Just now getting on the Carter band wagon. I have the Stabilizer and my Magfence is just around the corner. Might as well add the wheel brush. Thanks for the review.


----------



## TheDane

This was one of the first accessories I added to my Jet 14" when I bought it last Spring. I was amazed at how much sawdust the lower tire accumulated without it, and how clean it stays since I added the brush.

I have purchased a number of items from Carter Products, and can't say enough good about their products and their customer service. When I ordered my brush and Quick Release, their website was down so I called their toll-free order line. The woman I spoke with made dealing with Carter Products a very pleasant experience!

-Gerry


----------



## dfdye

I do love the toothbrush idea! I have seen it a few places now, but I think I am going to use a nylon bristled plastic brush like this since I have a few lying around the shop already.
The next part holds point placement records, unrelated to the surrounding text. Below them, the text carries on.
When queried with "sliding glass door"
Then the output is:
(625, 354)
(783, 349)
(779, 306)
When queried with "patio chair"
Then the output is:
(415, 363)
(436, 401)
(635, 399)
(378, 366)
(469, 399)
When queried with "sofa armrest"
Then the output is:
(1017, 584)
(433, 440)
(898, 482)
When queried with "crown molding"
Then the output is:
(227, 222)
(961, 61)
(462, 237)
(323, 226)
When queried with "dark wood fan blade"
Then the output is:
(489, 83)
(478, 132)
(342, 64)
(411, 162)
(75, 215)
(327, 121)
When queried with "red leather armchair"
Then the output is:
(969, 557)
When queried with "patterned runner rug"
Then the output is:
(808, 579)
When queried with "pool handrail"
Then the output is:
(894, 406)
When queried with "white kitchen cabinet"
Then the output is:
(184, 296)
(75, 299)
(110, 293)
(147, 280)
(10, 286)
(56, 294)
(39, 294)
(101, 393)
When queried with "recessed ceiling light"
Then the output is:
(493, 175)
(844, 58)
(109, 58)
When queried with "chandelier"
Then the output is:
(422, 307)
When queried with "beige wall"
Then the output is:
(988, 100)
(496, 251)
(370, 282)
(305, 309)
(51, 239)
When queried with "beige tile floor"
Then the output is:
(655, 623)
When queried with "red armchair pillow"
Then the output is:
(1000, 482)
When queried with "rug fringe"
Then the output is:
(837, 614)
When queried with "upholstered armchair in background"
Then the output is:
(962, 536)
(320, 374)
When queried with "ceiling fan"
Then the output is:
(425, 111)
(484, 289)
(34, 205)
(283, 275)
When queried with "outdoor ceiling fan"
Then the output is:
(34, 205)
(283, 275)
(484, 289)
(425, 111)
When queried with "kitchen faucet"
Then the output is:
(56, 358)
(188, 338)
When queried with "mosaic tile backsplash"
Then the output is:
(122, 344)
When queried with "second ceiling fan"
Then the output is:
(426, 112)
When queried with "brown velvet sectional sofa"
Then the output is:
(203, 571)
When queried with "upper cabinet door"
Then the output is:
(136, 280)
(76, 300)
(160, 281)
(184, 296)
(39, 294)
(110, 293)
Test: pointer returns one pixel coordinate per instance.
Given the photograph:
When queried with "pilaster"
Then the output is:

It is nice to know that there is a "designed" item for this if the cheap-o ideas don't hold up well! Thanks for the review.


----------



## Brad_Nailor

I was considering all the "toothbrush" ideas but when I saw how cheap this was…and it took all of about 2 minutes to install, I put it on the Xmass list….didn't feel like jimmy rigging anything…no offense to Jimmy


----------



## stevenhsieh

Dumb question

Have you had any problem it melting the brush?


----------



## twokidsnosleep

Installed mine this morning. 
Not smart to do this at -5 degrees Celsius as my bs blade was not so flexible.
I wound up using two spring clamps on the top wheel to hold the bugger down while I stretched the blade onto the lower wheel.
The brush works great btw


----------



## ghudspeth

Another mounting solution: after upgrading my Delta 14" with the riser block, the new inside blade guard is aluminum as opposed to the original black plastic. I didn't want to bother drilling a hole in the new blade guard, so I just used a bit of hot-melt glue to install it. Works great.


----------